After the revelation that Vice President Cheney and Supreme Court Justice Scalia had been duck hunting together, heretofore called "Duckgate," the propriety of their socializing was questioned, because Scalia will hear Cheney’s case regarding his energy task force’s papers.U.S. Code says that "any justice... shall disqualify himself in any proceeding in which his impartiality might reasonably be questioned... where he has a personal bias or prejudice concerning a party... " (28 U.S. Code § 455).
But the judge must recuse himself, and there can be no appeal if a Chief Justice refuses; impeachment is the only remedy. The only consolation then is that, as Chief Justice Rehnquist said, "anyone at all is free to criticize the action of a Justice... after the case has been decided."

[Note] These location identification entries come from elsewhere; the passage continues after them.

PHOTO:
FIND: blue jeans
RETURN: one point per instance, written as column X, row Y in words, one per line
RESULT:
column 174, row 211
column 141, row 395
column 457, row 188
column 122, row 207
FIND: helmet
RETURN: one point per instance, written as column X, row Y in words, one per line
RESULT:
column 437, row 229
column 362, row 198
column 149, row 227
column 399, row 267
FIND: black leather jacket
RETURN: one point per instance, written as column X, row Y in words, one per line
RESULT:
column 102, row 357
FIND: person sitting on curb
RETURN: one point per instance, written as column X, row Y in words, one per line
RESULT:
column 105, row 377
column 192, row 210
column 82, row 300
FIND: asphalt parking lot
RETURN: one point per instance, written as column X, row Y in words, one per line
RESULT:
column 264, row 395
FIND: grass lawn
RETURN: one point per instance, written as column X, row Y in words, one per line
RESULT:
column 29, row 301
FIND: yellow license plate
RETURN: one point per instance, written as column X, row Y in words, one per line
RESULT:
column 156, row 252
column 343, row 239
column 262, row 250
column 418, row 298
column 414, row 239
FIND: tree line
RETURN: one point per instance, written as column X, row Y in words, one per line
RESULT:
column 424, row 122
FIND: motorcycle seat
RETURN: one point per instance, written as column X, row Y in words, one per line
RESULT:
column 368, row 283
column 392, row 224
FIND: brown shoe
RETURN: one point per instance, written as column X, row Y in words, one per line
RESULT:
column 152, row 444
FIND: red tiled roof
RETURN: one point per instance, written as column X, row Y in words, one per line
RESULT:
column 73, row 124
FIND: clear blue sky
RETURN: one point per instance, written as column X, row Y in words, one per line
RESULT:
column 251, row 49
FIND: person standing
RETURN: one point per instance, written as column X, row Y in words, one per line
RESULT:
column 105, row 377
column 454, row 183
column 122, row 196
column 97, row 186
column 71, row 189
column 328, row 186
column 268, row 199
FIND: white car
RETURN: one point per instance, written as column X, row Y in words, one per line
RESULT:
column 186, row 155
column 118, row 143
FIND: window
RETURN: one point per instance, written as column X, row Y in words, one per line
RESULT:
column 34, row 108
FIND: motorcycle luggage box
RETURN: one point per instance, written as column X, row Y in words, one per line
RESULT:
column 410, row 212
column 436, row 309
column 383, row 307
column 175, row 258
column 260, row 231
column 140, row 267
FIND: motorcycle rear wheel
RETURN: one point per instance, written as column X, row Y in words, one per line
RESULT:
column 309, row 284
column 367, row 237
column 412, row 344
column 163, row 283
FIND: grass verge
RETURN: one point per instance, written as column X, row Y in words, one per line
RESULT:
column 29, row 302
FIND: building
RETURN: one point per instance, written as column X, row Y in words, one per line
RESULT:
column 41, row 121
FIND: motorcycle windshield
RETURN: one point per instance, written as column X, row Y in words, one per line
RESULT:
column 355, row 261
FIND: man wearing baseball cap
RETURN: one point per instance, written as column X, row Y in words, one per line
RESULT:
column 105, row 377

Since it is now after the Supreme Court decision in 2000 that awarded the White House to the Republicans, we are "free to criticize" Scalia’s failure to recuse himself. "Anyone at all" may now find fault, and I do, because I do not recall hearing in 2000 that Cheney and Scalia were friends. That information was revealed in Duckgate, when newspaper accounts described the two as "long-term friends" or "old friends."In Duckgate, Scalia also told the L.A. Times that the socializing was ethical because the case involved Cheney in his "official capacity," not a "personal" one. But that merely raises another fetid issue: while Cheney’s "official capacity" may fly for Duckgate, what about when citizen Cheney was awarded the White House in 2000? What was his "official capacity" then?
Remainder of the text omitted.